The National Institute of Mental Health based in Maryland, US, is launching a study to see if a strain of Streptococcus bacteria may cause children develop a particular condition with OCD-type symptoms.
The National Institute of Mental Health (NIMH) study will see if there is a link between Streptococcus bacteria and a condition called Pediatric Acute-onset Neuropsychiatric Syndrome (PANS).
PANS causes children and teens to suddenly develop symptoms or abnormal eating behaviors, along with other psychiatric symptoms without any known cause.
Susan Swedo, Managing Director of the NIMH, said: “Parents will describe children with PANS as overcome by a <<ferocious>> onset of obsessive thoughts, compulsive rituals and overwhelming fears.”
Scientists think that after it detects a Streptococcus infection, the body’s immune system responds by creating antibodies which sometimes mistakenly attack the heart, joints, and brain.
In children, this attack on the brain can cause the bundle of nerves called the basal ganglia to become inflamed.
This, in turn, can lead children to develop, seemingly overnight, severe symptoms of Obsessive Compulsive disorder (OCD) and anorexia.
According to the NIMH, children with the condition can appear terror-stricken, suffer extreme separation anxiety, shifting from laughter to tears for no apparent reason and regress to temper tantrums, “baby talk”, or bedwetting.
Other symptoms include undergoing sudden deterioration in school performance or learning abilities and exhibiting sensory and motor abnormalities.
The NIMH hopes the study will improve diagnosis and treatment.
It also wants to find out if there is an alternative cause of PANS apart from Streptococcus bacteria.
One of the most common examples of OCD symptoms is an irrational fear of germs and dirt.
Other obsessions include worries about security issues such as having left the cooker on or the house unlocked, a need for everything in life to be ordered with extreme precision, and a fear of making a mistake.
Such obsessions make the sufferer feel anxious.
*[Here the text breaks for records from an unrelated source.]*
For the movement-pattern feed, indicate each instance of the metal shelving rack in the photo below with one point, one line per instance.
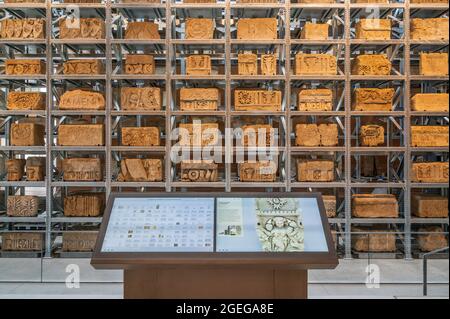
(167, 11)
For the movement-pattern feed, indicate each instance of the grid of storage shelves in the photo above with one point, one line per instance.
(350, 158)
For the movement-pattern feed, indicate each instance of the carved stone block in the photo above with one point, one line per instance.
(371, 64)
(82, 169)
(142, 31)
(260, 171)
(199, 171)
(18, 29)
(22, 241)
(247, 64)
(257, 100)
(315, 100)
(198, 64)
(84, 205)
(140, 136)
(371, 135)
(35, 168)
(436, 238)
(82, 28)
(15, 169)
(268, 64)
(258, 135)
(192, 99)
(82, 100)
(433, 64)
(139, 64)
(315, 64)
(315, 31)
(374, 206)
(372, 99)
(315, 170)
(81, 134)
(429, 136)
(27, 134)
(146, 98)
(199, 134)
(199, 29)
(25, 101)
(24, 67)
(429, 206)
(373, 29)
(140, 170)
(316, 134)
(434, 29)
(257, 29)
(79, 241)
(429, 172)
(431, 102)
(87, 66)
(22, 206)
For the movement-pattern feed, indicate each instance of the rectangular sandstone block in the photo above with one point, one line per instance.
(257, 100)
(371, 64)
(199, 99)
(316, 135)
(82, 169)
(198, 134)
(79, 241)
(82, 28)
(19, 29)
(429, 136)
(15, 169)
(374, 206)
(435, 239)
(315, 64)
(433, 64)
(139, 64)
(142, 31)
(247, 64)
(84, 205)
(260, 171)
(315, 100)
(146, 98)
(315, 170)
(199, 29)
(82, 100)
(199, 171)
(25, 101)
(140, 136)
(198, 64)
(27, 134)
(371, 135)
(24, 67)
(432, 29)
(315, 31)
(372, 99)
(430, 102)
(429, 206)
(22, 206)
(429, 172)
(140, 170)
(86, 66)
(35, 168)
(258, 135)
(257, 29)
(373, 29)
(81, 134)
(22, 241)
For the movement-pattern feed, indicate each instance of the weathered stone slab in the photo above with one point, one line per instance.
(81, 134)
(140, 170)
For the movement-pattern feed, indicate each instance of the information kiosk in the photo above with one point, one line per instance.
(215, 245)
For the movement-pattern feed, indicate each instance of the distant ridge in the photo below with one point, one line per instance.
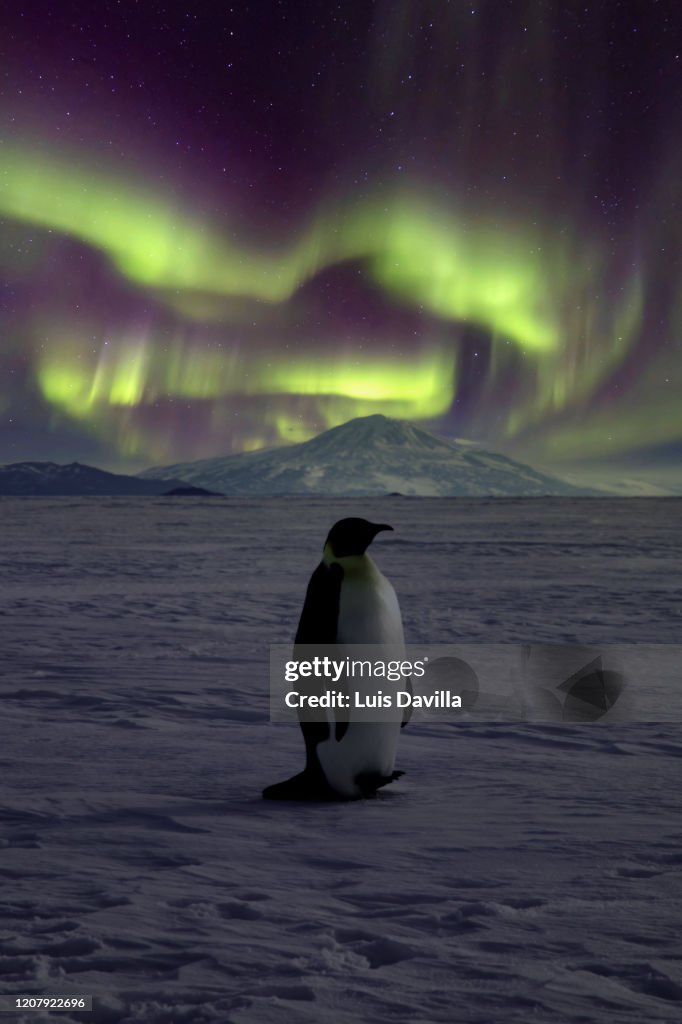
(75, 479)
(369, 456)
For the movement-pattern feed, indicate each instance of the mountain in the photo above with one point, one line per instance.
(75, 479)
(189, 492)
(370, 456)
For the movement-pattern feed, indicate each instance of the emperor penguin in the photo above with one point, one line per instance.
(348, 601)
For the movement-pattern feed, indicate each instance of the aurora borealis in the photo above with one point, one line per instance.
(233, 227)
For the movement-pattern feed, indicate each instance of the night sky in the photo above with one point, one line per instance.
(225, 227)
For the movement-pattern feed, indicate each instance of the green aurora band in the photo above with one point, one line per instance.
(535, 294)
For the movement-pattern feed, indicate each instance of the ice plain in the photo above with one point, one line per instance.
(517, 872)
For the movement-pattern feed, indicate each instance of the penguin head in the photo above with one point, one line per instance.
(352, 536)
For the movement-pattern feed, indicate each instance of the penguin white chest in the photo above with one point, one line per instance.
(369, 611)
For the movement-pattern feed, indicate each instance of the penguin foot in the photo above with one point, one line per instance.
(305, 785)
(369, 782)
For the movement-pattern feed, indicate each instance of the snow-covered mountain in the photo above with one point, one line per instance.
(370, 456)
(75, 479)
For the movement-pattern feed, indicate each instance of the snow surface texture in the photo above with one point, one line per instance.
(518, 872)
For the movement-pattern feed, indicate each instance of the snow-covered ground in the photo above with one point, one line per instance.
(517, 872)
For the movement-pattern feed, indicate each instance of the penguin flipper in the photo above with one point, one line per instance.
(320, 617)
(305, 785)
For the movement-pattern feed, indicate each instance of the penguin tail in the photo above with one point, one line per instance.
(305, 785)
(369, 782)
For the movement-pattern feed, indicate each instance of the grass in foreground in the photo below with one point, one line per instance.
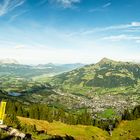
(126, 130)
(79, 132)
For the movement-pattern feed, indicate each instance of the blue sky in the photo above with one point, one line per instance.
(69, 31)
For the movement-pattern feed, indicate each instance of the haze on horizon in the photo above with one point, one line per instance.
(69, 31)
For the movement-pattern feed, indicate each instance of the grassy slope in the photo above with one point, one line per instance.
(79, 132)
(126, 130)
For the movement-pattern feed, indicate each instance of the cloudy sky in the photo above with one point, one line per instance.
(69, 31)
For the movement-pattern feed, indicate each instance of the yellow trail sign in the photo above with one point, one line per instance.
(2, 111)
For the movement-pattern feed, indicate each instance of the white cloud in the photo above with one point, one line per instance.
(135, 24)
(122, 37)
(9, 5)
(100, 8)
(20, 47)
(106, 5)
(66, 3)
In an effort to ease that anxiety they take actions such as washing their hands every few minutes or going around the house checking everything is locked.
Many sufferers know they are being irrational but feel powerless to stop.
The NIMH has now launched a project to find such cases and improve diagnosis and treatment, including a study to see how well IVIG, a human antibody treatment used to dampen autoimmune reactions, reverses the syndrome.
It also wants to find out how many such cases are related to strep infections, or if there are other causes.
The NIMH has now put out guidelines for diagnosing Sydenham’s chorea whenever it appears, whether or not the child is known to have had a recent strep infection.
Tracking all cases this way should allow researchers to investigate causes more thoroughly, as well as diagnostic signs, and treatments.